A response to a March 1 piece by Will Jones about my earlier post on legalization of marijuana.

Mr. Jones alleges that I misinterpreted the data. Hardly. I only drew from the sources with which I was provided.

Brendan Ruberry

Return to the original piece.. I responded to the links he included, not one of which was the Lancet study. If I responded to the “wrong” study, then he has no one but himself to blame. I invite the reader to verify. Click every link in the article. If they can find the Lancet study which Jones insists was linked in the original article (not the rebuttal), then I’ll donate my next paycheck to SAM.

But it’s here now, so let’s look to the Lancet study. From the Discussion section: “In conclusion, our findings confirm previous evidence of the harmful effect on mental health of daily use of cannabis, especially of high-potency types.”

Did anyone hear that? It sounded like the air being let out of a very large research grant. Doing drugs every single day (especially in potent forms) can be bad for your mental health. We needed one of the most prestigious peer-reviewed journals in the world to tell us this? I don’t mean to downplay the seriousness of the issue, but let’s be real. For scale: Daily exposure to blue light (from smartphones, computers, and televisions) shortens lifespan and causes brain neurodegeneration in a model organism. What could it be doing to a human brain? A human lifespan? For my part, I’m more concerned about blue light. I’m completely serious about this. Maybe SAM could direct some money that way.

Jones insists that we confine the discussion to facts and not personal attacks. I’m all for that. Again, I challenge the reader to read my piece  and see if they can find a single personal attack that I launch on Jones or anyone else. I did, however, attribute exact quotes to the individuals who made them. I also made factual claims about SAM as an organization, which is historically one that advocates for prohibition. On its website, it declares its goal to “Stop Marijuana Legalization and Commercialization.” In the very next sentence, it states its primary focus is “educating the public about the harms of marijuana legalization.” So the organization’s goal is not maintaining prohibition, but to educate? Not to keep the drug illegal, but simply to prevent a majority of people from purchasing it legally? To be clear, SAM doesn’t want you thrown in jail; they just don’t believe you can make your own decisions. Glad we cleared that up.

Elsewhere on its website, SAM cheerfully suggests that “possession or use of a small amount of marijuana be a civil offense subject to a mandatory health screening and marijuana-education program as appropriate….The individual could even be monitored for 6-12 months in a probation program designed to prevent further drug use.” Imagine being subjected to a year-long probationary period where your activities and personal choices are monitored, where you are compelled to attend the drug-crank equivalent of traffic school, all because you got caught on the beach with a joint. I can’t think of a more pointless and stupid exercise of state power. But this is the logical completion of a mindset where the behavior of others — that which doesn’t affect you in the slightest way — desperately requires correction. Remind me of how this is different from prohibition?

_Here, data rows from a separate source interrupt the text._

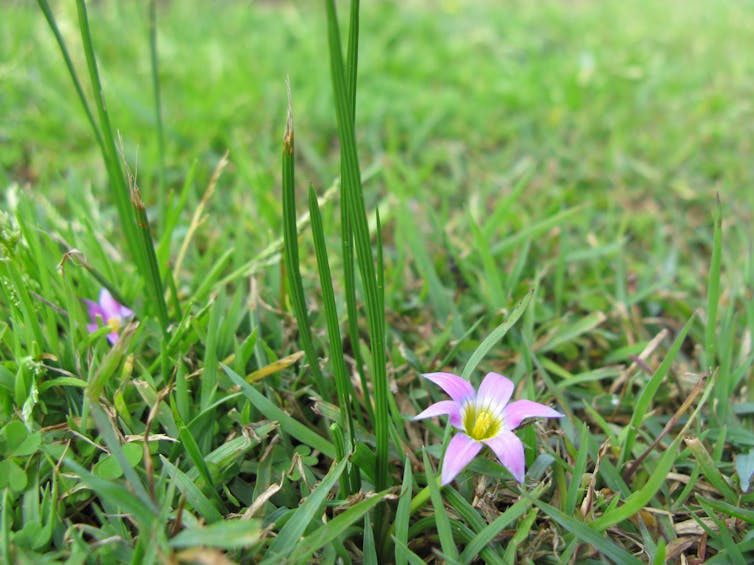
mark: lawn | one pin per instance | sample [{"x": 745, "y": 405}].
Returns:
[{"x": 222, "y": 281}]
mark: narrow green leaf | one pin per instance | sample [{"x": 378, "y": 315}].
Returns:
[
  {"x": 650, "y": 390},
  {"x": 639, "y": 498},
  {"x": 488, "y": 533},
  {"x": 111, "y": 441},
  {"x": 403, "y": 515},
  {"x": 142, "y": 510},
  {"x": 713, "y": 288},
  {"x": 442, "y": 522},
  {"x": 287, "y": 424},
  {"x": 497, "y": 334},
  {"x": 709, "y": 468},
  {"x": 290, "y": 254},
  {"x": 738, "y": 512},
  {"x": 579, "y": 468},
  {"x": 335, "y": 527},
  {"x": 354, "y": 201},
  {"x": 589, "y": 535},
  {"x": 194, "y": 496},
  {"x": 337, "y": 359},
  {"x": 289, "y": 536},
  {"x": 225, "y": 534}
]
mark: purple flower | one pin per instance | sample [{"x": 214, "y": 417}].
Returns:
[
  {"x": 107, "y": 312},
  {"x": 483, "y": 417}
]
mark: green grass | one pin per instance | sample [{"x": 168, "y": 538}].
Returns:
[{"x": 556, "y": 191}]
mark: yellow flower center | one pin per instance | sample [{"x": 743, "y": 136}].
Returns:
[{"x": 480, "y": 423}]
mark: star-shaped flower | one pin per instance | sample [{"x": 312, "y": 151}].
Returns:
[
  {"x": 483, "y": 418},
  {"x": 107, "y": 312}
]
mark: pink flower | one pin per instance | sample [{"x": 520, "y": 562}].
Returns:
[
  {"x": 483, "y": 418},
  {"x": 107, "y": 312}
]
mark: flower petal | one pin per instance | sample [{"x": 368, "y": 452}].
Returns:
[
  {"x": 510, "y": 451},
  {"x": 110, "y": 306},
  {"x": 495, "y": 391},
  {"x": 457, "y": 388},
  {"x": 443, "y": 408},
  {"x": 461, "y": 450},
  {"x": 517, "y": 411}
]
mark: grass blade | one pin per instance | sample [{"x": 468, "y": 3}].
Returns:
[
  {"x": 342, "y": 382},
  {"x": 649, "y": 391},
  {"x": 289, "y": 537},
  {"x": 442, "y": 522},
  {"x": 497, "y": 334},
  {"x": 357, "y": 212},
  {"x": 335, "y": 527},
  {"x": 228, "y": 534},
  {"x": 272, "y": 412},
  {"x": 290, "y": 254},
  {"x": 588, "y": 535}
]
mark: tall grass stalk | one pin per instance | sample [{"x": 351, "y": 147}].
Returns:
[
  {"x": 141, "y": 248},
  {"x": 354, "y": 202},
  {"x": 155, "y": 67}
]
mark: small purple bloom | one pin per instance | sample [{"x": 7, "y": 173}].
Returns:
[
  {"x": 107, "y": 312},
  {"x": 483, "y": 417}
]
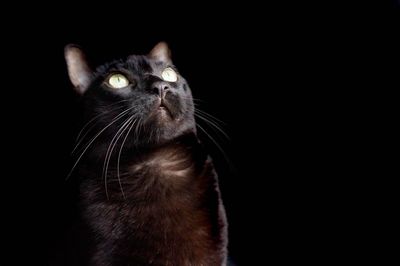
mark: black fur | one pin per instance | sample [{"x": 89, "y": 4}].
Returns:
[{"x": 159, "y": 201}]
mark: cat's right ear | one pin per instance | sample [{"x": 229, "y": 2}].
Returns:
[{"x": 79, "y": 71}]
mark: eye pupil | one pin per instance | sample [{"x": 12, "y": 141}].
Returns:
[
  {"x": 169, "y": 75},
  {"x": 118, "y": 81}
]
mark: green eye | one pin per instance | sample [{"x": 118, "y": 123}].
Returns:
[
  {"x": 169, "y": 75},
  {"x": 118, "y": 81}
]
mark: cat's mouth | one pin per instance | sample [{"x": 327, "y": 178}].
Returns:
[{"x": 163, "y": 108}]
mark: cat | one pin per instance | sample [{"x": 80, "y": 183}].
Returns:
[{"x": 148, "y": 190}]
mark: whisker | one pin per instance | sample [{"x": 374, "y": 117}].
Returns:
[
  {"x": 110, "y": 150},
  {"x": 231, "y": 166},
  {"x": 119, "y": 116},
  {"x": 97, "y": 116},
  {"x": 79, "y": 140},
  {"x": 204, "y": 113},
  {"x": 119, "y": 156},
  {"x": 213, "y": 125}
]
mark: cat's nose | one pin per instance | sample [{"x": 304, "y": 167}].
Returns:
[{"x": 160, "y": 88}]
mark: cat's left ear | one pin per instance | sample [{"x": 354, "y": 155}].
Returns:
[
  {"x": 79, "y": 71},
  {"x": 161, "y": 52}
]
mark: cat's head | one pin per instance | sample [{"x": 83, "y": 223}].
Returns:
[{"x": 143, "y": 96}]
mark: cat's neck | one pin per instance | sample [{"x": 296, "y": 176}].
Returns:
[{"x": 147, "y": 172}]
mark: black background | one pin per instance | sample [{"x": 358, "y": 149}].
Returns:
[{"x": 272, "y": 73}]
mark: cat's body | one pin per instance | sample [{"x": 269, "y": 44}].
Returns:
[{"x": 151, "y": 197}]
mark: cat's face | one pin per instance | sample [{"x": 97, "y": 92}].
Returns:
[{"x": 143, "y": 96}]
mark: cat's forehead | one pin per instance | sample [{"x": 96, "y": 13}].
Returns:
[{"x": 144, "y": 63}]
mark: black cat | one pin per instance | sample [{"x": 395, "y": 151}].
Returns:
[{"x": 148, "y": 190}]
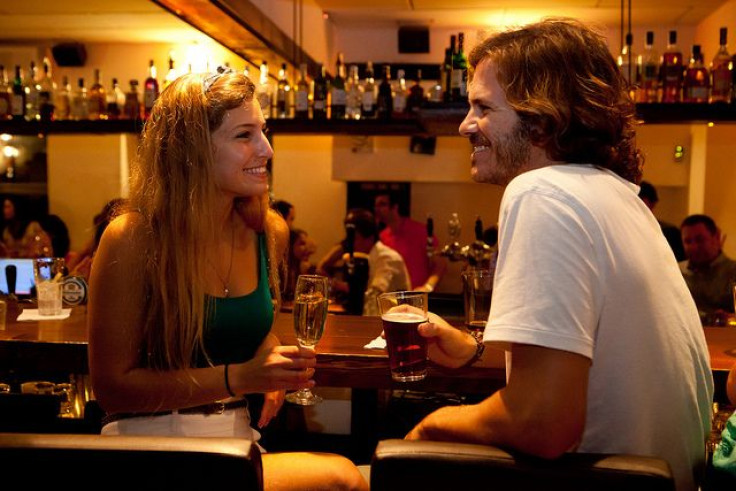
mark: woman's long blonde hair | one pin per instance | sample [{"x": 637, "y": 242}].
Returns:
[{"x": 173, "y": 190}]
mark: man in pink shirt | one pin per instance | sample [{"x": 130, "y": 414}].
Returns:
[{"x": 409, "y": 238}]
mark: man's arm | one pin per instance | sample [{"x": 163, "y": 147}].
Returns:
[{"x": 541, "y": 411}]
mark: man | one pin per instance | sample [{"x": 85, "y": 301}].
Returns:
[
  {"x": 605, "y": 352},
  {"x": 648, "y": 194},
  {"x": 709, "y": 273},
  {"x": 386, "y": 269},
  {"x": 409, "y": 238}
]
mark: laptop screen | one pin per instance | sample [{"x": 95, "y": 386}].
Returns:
[{"x": 24, "y": 276}]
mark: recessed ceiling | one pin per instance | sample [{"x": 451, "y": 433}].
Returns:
[
  {"x": 126, "y": 21},
  {"x": 457, "y": 13},
  {"x": 143, "y": 21}
]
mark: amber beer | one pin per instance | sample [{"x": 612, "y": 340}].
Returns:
[{"x": 407, "y": 349}]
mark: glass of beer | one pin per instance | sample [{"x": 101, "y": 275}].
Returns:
[
  {"x": 477, "y": 288},
  {"x": 401, "y": 313},
  {"x": 310, "y": 313}
]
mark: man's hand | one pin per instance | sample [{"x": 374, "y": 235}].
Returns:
[
  {"x": 272, "y": 403},
  {"x": 447, "y": 345}
]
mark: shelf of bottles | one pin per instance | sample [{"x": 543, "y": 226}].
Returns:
[{"x": 368, "y": 99}]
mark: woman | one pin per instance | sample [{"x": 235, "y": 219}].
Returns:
[
  {"x": 300, "y": 249},
  {"x": 23, "y": 237},
  {"x": 180, "y": 305}
]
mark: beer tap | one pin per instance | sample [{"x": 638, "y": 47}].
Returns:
[
  {"x": 430, "y": 234},
  {"x": 453, "y": 250},
  {"x": 478, "y": 253}
]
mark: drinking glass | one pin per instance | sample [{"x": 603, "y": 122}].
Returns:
[
  {"x": 310, "y": 313},
  {"x": 401, "y": 313},
  {"x": 48, "y": 273}
]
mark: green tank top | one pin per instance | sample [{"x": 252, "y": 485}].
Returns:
[{"x": 236, "y": 326}]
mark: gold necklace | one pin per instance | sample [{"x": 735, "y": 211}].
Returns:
[{"x": 226, "y": 282}]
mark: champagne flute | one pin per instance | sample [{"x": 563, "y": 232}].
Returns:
[{"x": 310, "y": 314}]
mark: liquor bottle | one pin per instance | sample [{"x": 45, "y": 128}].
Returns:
[
  {"x": 283, "y": 91},
  {"x": 301, "y": 106},
  {"x": 338, "y": 95},
  {"x": 416, "y": 95},
  {"x": 115, "y": 100},
  {"x": 18, "y": 97},
  {"x": 263, "y": 91},
  {"x": 447, "y": 71},
  {"x": 385, "y": 101},
  {"x": 648, "y": 71},
  {"x": 46, "y": 91},
  {"x": 696, "y": 83},
  {"x": 63, "y": 100},
  {"x": 671, "y": 69},
  {"x": 170, "y": 74},
  {"x": 721, "y": 71},
  {"x": 31, "y": 88},
  {"x": 459, "y": 71},
  {"x": 627, "y": 65},
  {"x": 319, "y": 94},
  {"x": 400, "y": 95},
  {"x": 354, "y": 94},
  {"x": 132, "y": 107},
  {"x": 4, "y": 94},
  {"x": 150, "y": 90},
  {"x": 369, "y": 93},
  {"x": 96, "y": 100},
  {"x": 79, "y": 108}
]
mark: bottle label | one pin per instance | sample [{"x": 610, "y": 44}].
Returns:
[
  {"x": 302, "y": 101},
  {"x": 16, "y": 105},
  {"x": 149, "y": 97},
  {"x": 339, "y": 98},
  {"x": 457, "y": 79},
  {"x": 399, "y": 103},
  {"x": 721, "y": 81},
  {"x": 369, "y": 102},
  {"x": 699, "y": 93},
  {"x": 4, "y": 106}
]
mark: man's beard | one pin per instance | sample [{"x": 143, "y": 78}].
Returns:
[{"x": 512, "y": 152}]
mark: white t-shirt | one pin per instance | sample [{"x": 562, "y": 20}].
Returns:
[{"x": 583, "y": 267}]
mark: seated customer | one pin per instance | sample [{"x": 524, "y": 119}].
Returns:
[
  {"x": 648, "y": 194},
  {"x": 386, "y": 269},
  {"x": 708, "y": 272},
  {"x": 301, "y": 247},
  {"x": 604, "y": 349}
]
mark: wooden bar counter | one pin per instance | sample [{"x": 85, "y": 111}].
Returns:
[{"x": 342, "y": 361}]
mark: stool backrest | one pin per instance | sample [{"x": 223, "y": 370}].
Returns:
[
  {"x": 402, "y": 464},
  {"x": 78, "y": 461}
]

Jones also suggests that I didn’t read the entirety of his piece. Rest assured: I did. I just don’t put much stock in mealy-mouthed vagaries that clash so obviously with the statements of his organization’s founder and one of its largest donors. To be sure, I applaud Jones for taking a more measured approach than his associates, but he shouldn’t waste my time by getting his links mixed up and then blaming me for it in print. After all, I’m only doing this in my spare time.

I’d like to close by making a request of Jones and his colleagues at SAM.

Please, on the marijuana issue, let Connecticut make up its own mind. Washington has been dictating the rules for the last 50 years, with disastrous results. Connecticut residents should feel able to decide freely without out-of-state interest groups mucking up the conversation.

To that end, I think I speak for plenty of us when I say: Thank you for your concern, but we’ve got it from here.